Note:  For RHF case, n singlets and n triplets will be computed, unless specified otherwise by using CIS_TRIPLETS and CIS_SINGLETS.

CIS_N_ROOTS
       Sets the number of CI-Singles (CIS) excited state roots to find.
TYPE:
       INTEGER
DEFAULT:
       0 Do not look for any excited states.
OPTIONS:
       n n>0 Looks for n CIS excited states.
RECOMMENDATION:
       None

CIS_SINGLETS
       Solve for singlet excited states in RCIS calculations (ignored for UCIS).
TYPE:
       LOGICAL
DEFAULT:
       TRUE
OPTIONS:
       TRUE Solve for singlet states. FALSE Do not solve for singlet states.
RECOMMENDATION:
       None

CIS_TRIPLETS
       Solve for triplet excited states in RCIS calculations (ignored for UCIS).
TYPE:
       LOGICAL
DEFAULT:
       TRUE
OPTIONS:
       TRUE Solve for triplet states. FALSE Do not solve for triplet states.
RECOMMENDATION:
       None

RPA
       Do an RPA calculation in addition to a CIS or TDDFT/TDA calculation.
TYPE:
       LOGICAL/INTEGER
DEFAULT:
       FALSE
OPTIONS:
       FALSE Do not do an RPA calculation.
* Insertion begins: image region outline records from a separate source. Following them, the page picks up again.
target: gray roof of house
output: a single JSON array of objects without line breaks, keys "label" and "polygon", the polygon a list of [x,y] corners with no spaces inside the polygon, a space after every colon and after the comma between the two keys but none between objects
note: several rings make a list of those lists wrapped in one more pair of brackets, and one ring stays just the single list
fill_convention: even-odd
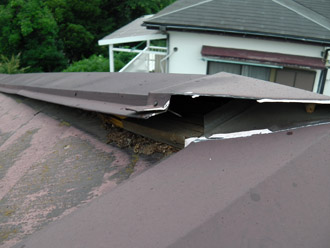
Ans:
[{"label": "gray roof of house", "polygon": [[152,15],[142,16],[99,40],[99,45],[120,44],[153,39],[166,39],[166,35],[157,30],[146,29],[143,22]]},{"label": "gray roof of house", "polygon": [[330,43],[329,13],[328,0],[178,0],[145,24]]}]

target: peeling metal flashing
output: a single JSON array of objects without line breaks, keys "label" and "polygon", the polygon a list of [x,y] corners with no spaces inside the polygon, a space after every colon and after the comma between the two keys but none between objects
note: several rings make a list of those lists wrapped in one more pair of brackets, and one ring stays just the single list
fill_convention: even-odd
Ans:
[{"label": "peeling metal flashing", "polygon": [[250,130],[250,131],[242,131],[242,132],[234,132],[234,133],[219,133],[213,134],[209,138],[205,136],[202,137],[192,137],[185,140],[185,147],[189,146],[191,143],[198,143],[209,140],[222,140],[222,139],[237,139],[237,138],[245,138],[253,135],[260,134],[270,134],[273,133],[269,129],[260,129],[260,130]]}]

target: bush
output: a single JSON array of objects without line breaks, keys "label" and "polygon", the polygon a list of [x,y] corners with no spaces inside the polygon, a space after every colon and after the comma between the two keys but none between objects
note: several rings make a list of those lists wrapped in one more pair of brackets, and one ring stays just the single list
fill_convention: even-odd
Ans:
[{"label": "bush", "polygon": [[10,59],[6,56],[1,55],[0,58],[0,73],[5,74],[16,74],[16,73],[24,73],[28,67],[20,68],[20,54],[17,56],[12,55]]},{"label": "bush", "polygon": [[63,72],[108,72],[109,59],[92,55],[88,59],[79,60],[70,65]]}]

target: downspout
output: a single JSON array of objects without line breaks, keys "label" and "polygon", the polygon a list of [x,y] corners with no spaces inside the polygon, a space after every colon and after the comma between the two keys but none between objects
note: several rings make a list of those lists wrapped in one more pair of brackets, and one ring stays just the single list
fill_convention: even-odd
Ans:
[{"label": "downspout", "polygon": [[109,45],[109,69],[110,72],[115,72],[115,62],[113,61],[113,44]]},{"label": "downspout", "polygon": [[317,93],[319,93],[319,94],[324,93],[325,83],[327,81],[327,74],[328,74],[328,70],[329,70],[327,65],[330,65],[330,48],[325,49],[324,60],[325,60],[326,68],[324,70],[322,70],[322,72],[321,72],[320,83],[319,83],[319,87],[317,89]]},{"label": "downspout", "polygon": [[167,55],[165,56],[165,58],[163,58],[163,59],[160,61],[160,69],[161,69],[162,73],[164,73],[163,62],[164,62],[165,60],[169,59],[169,58],[170,58],[170,57],[171,57],[176,51],[178,51],[178,48],[177,48],[177,47],[174,47],[174,48],[173,48],[173,51],[170,52],[169,54],[167,54]]}]

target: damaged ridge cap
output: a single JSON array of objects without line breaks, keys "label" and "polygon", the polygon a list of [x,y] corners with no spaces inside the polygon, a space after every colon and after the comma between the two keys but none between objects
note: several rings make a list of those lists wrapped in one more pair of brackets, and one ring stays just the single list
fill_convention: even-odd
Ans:
[{"label": "damaged ridge cap", "polygon": [[188,138],[185,140],[185,147],[187,147],[191,143],[198,143],[198,142],[203,142],[203,141],[237,139],[237,138],[250,137],[253,135],[270,134],[270,133],[273,133],[273,132],[270,131],[269,129],[258,129],[258,130],[240,131],[240,132],[233,132],[233,133],[213,134],[209,138],[206,138],[205,136],[191,137],[191,138]]},{"label": "damaged ridge cap", "polygon": [[237,139],[237,138],[246,138],[254,135],[263,135],[263,134],[271,134],[271,133],[279,133],[279,132],[287,132],[292,130],[297,130],[300,128],[306,128],[306,127],[316,127],[316,126],[322,126],[322,125],[328,125],[330,124],[330,121],[321,122],[321,123],[312,123],[312,124],[305,124],[298,127],[291,127],[291,128],[284,128],[281,130],[271,131],[269,129],[256,129],[256,130],[249,130],[249,131],[241,131],[241,132],[233,132],[233,133],[219,133],[219,134],[213,134],[209,138],[206,138],[205,136],[201,137],[191,137],[185,140],[185,146],[189,146],[191,143],[198,143],[198,142],[204,142],[204,141],[211,141],[211,140],[223,140],[223,139]]},{"label": "damaged ridge cap", "polygon": [[289,99],[259,99],[258,103],[267,103],[267,102],[284,102],[284,103],[315,103],[315,104],[330,104],[330,100],[289,100]]}]

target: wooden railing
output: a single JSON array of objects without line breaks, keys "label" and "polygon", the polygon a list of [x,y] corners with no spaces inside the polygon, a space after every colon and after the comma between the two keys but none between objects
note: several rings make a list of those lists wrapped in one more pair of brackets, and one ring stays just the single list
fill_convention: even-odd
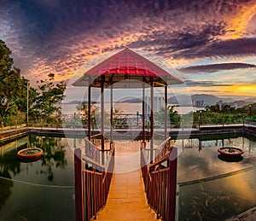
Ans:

TRUE Do an RPA calculation. 2 Do an RPA calculation without running CIS or TDDFT/TDA first.
RECOMMENDATION:
       None

CIS_STATE_DERIV
       Sets CIS state for excited state optimizations and vibrational analysis.
TYPE:
       INTEGER
DEFAULT:
       0 Does not select any of the excited states.
OPTIONS:
       n Select the nth state.
RECOMMENDATION:
       Check to see that the states do not change order during an optimization, due to state crossings.

SPIN_FLIP
       Selects whether to perform a standard excited state calculation, or a spin-flip calculation. Spin multiplicity should be set to 3 for systems with an even number of electrons, and 4 for systems with an odd number of electrons.
TYPE:
       LOGICAL
DEFAULT:
       FALSE
OPTIONS:
       TRUE/FALSE
RECOMMENDATION:
       None

SPIN_FLIP_XCIS
       Do a SF-XCIS calculation.
TYPE:
       LOGICAL
DEFAULT:
       FALSE
OPTIONS:
       FALSE Do not do an SF-XCIS calculation. TRUE Do an SF-XCIS calculation (requires ROHF triplet ground state).
RECOMMENDATION:
       None

SFX_AMP_OCC_A
       Defines a custom amplitude guess vector in SF-XCIS method.
TYPE:
       INTEGER
DEFAULT:
       0
OPTIONS:
       n builds a guess amplitude with an α-hole in the nth orbital (requires SFX_AMP_VIR_B).
RECOMMENDATION:
       Only use when default guess is not satisfactory.

SFX_AMP_VIR_B
       Defines a user-specified amplitude guess vector in SF-XCIS method.
TYPE:
       INTEGER
DEFAULT:
       0
OPTIONS:
       n builds a guess amplitude with a β-particle in the nth orbital (requires SFX_AMP_OCC_A).
RECOMMENDATION:
       Only use when default guess is not satisfactory.

XCIS
       Do an XCIS calculation in addition to a CIS calculation.
TYPE:
       LOGICAL
DEFAULT:
       FALSE
OPTIONS:
       FALSE Do not do an XCIS calculation. TRUE Do an XCIS calculation (requires ROHF ground state).
RECOMMENDATION:
       None

SASF_RPA
       Do an SA-SF-CIS/DFT calculation.
TYPE:
       LOGICAL
DEFAULT:
       FALSE
OPTIONS:
       FALSE Do not do an SA-SF-CIS/DFT calculation. TRUE Do an SA-SF-CIS/DFT calculation (requires ROHF ground state).
RECOMMENDATION:
       None